From a data privacy perspective, active ONA is relatively straightforward because employees provide their consent when completing the survey.
In the case of passive ONA, each employee would need to explicitly provide consent in order for their metadata to be analyzed at individual level, therefore it is more efficient to perform the analysis only at aggregate level. This way, companies respect employees’ privacy and accelerate the internal approval cycle when presenting a business case for a passive ONA deployment.
How are Organizations using ONA?
Active ONA has also been useful in onboarding, by identifying informal leaders, who can be ‘buddies’ to new hires in order to accelerate their time-to-productivity and enhance their overall employee experience. Where the majority of workers are working at home, this can be even more crucial to get new team members up to speed in their work.
Another common Active ONA example is in change management, where informal leaders are positioned as early adopters to accelerate strategic change adoption. For example, a 45,000 employee corporation, using ONA technology from Cognitive Talent Solutions, identified informal leaders to act as super-users for a change program. This accelerated the program adoption and saved $161k in process improvements.
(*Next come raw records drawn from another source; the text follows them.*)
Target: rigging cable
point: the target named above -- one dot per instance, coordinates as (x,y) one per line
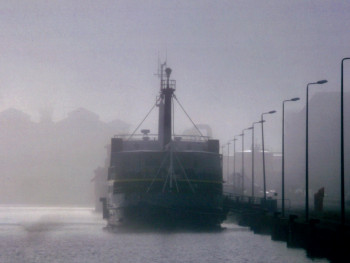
(143,120)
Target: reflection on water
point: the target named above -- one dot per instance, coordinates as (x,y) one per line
(79,235)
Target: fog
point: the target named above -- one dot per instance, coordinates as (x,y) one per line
(69,69)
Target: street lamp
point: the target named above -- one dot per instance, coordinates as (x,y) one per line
(263,146)
(243,157)
(293,99)
(253,153)
(234,162)
(307,149)
(342,169)
(228,160)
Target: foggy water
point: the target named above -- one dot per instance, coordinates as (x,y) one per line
(78,235)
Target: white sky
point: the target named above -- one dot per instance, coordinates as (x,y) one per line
(232,60)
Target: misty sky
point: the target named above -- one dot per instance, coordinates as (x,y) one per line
(232,60)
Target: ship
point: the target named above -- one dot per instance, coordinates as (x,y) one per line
(164,179)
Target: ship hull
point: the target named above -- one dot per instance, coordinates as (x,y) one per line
(167,209)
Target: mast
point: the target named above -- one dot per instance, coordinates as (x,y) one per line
(167,93)
(161,106)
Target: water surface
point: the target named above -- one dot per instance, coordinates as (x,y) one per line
(32,234)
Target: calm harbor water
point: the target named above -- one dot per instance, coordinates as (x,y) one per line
(32,234)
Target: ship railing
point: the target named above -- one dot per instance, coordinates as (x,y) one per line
(154,137)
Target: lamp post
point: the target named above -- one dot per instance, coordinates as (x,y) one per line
(253,153)
(293,99)
(228,160)
(342,169)
(234,163)
(307,149)
(243,157)
(263,146)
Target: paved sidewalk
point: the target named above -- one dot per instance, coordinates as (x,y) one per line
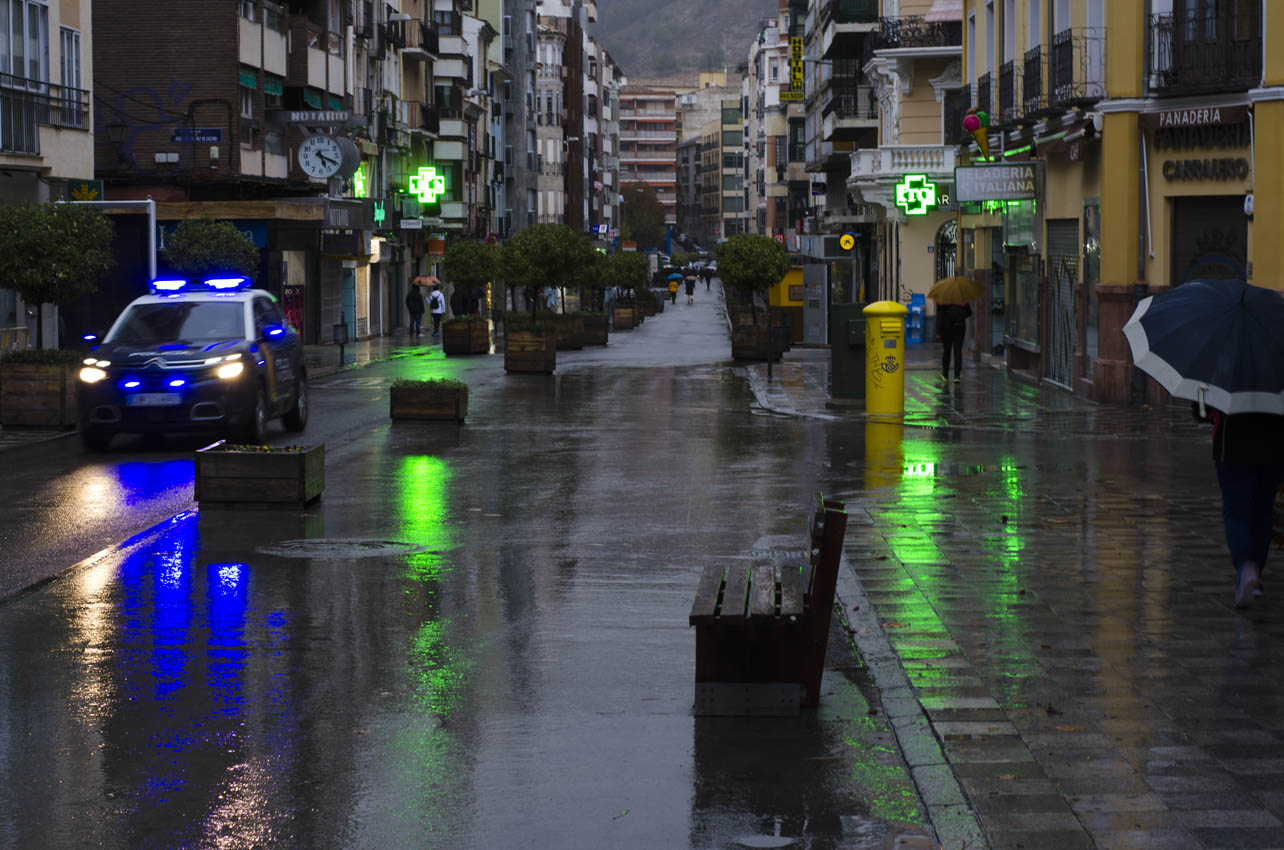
(1041,591)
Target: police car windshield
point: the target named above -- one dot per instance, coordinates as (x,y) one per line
(180,321)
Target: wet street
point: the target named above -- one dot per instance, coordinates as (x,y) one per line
(478,637)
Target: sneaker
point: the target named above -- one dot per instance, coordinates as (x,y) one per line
(1249,577)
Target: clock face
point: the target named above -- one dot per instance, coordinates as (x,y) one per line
(320,157)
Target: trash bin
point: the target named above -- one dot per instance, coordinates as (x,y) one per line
(885,357)
(846,351)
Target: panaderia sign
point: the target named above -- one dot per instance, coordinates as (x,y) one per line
(998,181)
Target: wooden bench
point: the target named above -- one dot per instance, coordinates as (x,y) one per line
(762,628)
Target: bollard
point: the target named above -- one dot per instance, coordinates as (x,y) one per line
(885,358)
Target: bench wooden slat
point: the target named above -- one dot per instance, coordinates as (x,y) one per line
(736,593)
(762,597)
(791,591)
(705,606)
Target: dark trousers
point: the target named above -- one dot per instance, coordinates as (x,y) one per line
(952,342)
(1247,506)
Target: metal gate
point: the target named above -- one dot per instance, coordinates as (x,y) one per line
(1062,277)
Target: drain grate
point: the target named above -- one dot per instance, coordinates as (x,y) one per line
(339,548)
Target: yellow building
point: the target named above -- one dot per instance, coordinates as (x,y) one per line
(1131,164)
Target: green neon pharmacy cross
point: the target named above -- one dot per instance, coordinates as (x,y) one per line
(916,194)
(428,185)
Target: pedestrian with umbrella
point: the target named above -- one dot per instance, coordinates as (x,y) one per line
(1217,343)
(953,297)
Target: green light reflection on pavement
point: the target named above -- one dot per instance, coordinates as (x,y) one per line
(423,483)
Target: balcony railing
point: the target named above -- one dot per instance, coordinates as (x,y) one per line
(851,10)
(851,103)
(1009,102)
(1077,69)
(984,99)
(1031,82)
(28,104)
(914,31)
(1198,54)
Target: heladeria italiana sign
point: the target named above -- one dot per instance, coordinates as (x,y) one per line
(998,181)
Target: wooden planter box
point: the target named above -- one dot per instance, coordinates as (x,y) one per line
(439,403)
(230,478)
(596,330)
(570,331)
(528,351)
(622,316)
(37,394)
(465,338)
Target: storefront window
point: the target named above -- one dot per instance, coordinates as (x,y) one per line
(1092,276)
(1023,299)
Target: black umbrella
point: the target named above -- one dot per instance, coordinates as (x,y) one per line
(1214,340)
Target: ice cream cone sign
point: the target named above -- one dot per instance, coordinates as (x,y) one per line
(977,123)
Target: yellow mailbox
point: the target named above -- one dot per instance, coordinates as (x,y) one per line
(885,357)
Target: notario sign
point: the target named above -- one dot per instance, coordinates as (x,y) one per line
(999,181)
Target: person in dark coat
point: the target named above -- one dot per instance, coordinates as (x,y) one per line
(415,310)
(1248,453)
(952,328)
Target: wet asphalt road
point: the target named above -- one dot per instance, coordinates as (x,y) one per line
(515,670)
(1036,587)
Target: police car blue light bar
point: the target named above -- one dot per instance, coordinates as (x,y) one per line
(227,283)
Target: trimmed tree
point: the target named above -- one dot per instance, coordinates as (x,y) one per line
(545,256)
(470,265)
(749,265)
(54,253)
(202,247)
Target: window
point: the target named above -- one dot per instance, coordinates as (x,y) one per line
(25,39)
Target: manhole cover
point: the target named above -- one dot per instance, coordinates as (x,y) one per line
(324,547)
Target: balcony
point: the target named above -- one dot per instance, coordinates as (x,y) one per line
(926,37)
(984,96)
(1205,54)
(849,113)
(419,40)
(28,104)
(1031,84)
(1077,68)
(1009,100)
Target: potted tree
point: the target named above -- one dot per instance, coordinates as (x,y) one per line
(54,254)
(747,265)
(435,398)
(470,265)
(541,257)
(230,475)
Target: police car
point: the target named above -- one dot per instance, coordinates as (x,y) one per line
(194,356)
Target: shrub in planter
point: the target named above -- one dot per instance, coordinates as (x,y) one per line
(438,398)
(466,335)
(596,328)
(39,387)
(529,343)
(230,475)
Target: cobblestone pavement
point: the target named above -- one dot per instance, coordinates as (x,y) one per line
(1041,588)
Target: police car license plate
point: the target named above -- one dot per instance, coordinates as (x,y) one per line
(154,399)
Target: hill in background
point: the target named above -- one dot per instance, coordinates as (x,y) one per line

Passive ONA can help companies assess employee burnout risk by monitoring indicators in the employee's digital footprint such as the percentage of communications outside of working hours, the percentage of unread messages, or the average response time.
This technique enables companies to identify potential employee burnout scenarios and implement mitigations when needed. For example, a Fortune 500 biotech company, created summaries at the division level highlighting predictive and prescriptive analytics on burnout risk, and productivity. They combined Passive ONA’s aggregate-level insights with Active ONA’s individual-level insights. The company was able to analyze changes in the organization’s internal collaboration dynamics in real-time. This allowed them to accelerate strategic change adoption and implement more informed mitigation plans.
Looking at collaboration patterns can also help identify where there are lower levels of trust in the context of mergers, and acquisitions. Understanding which employees are the informal leaders can be useful to prevent or mitigate cultural clashes during the post-merger integration. An example of a business benefit was to help accelerate the realization of IT synergies by accelerating the replacement of legacy systems by new centralized. Once the integration is completed, ONA can also help companies understand the level of integration between legacy organizations and its impact on their performance.
ONA has proved to be effective in diversity and inclusion initiatives. Monitoring collaboration patterns in the organization by gender, age and ethnicity, can highlight potential conflict areas where intervention might be needed.
What Leaders Can Do To Support Teams
To better support teams in organizations, leaders can take the following actions.
Think broadly about designing work, and who is best placed to do that work – from employees to vendors, automation, or freelancers. Monitor the optimal combination of employees, contractors, or machines to carry out a package of work.
Seek out a broad set of evidence, within your industry and from relevant academic research, to examine what will improve team effectiveness in your organization.
Evaluate new technology tools available, including ONA to support business challenges around onboarding, change management, leadership development, productivity, burnout, mergers and acquisitions and diversity and inclusion.
HR’s role in the future will increasingly focus on nurturing talent networks, evaluating workforce tools, and monitoring organizational effectiveness.
The next wave of successful organizations will adapt to changes in the workforce and provide tools to support the foundation blocks of our organizations – our teams.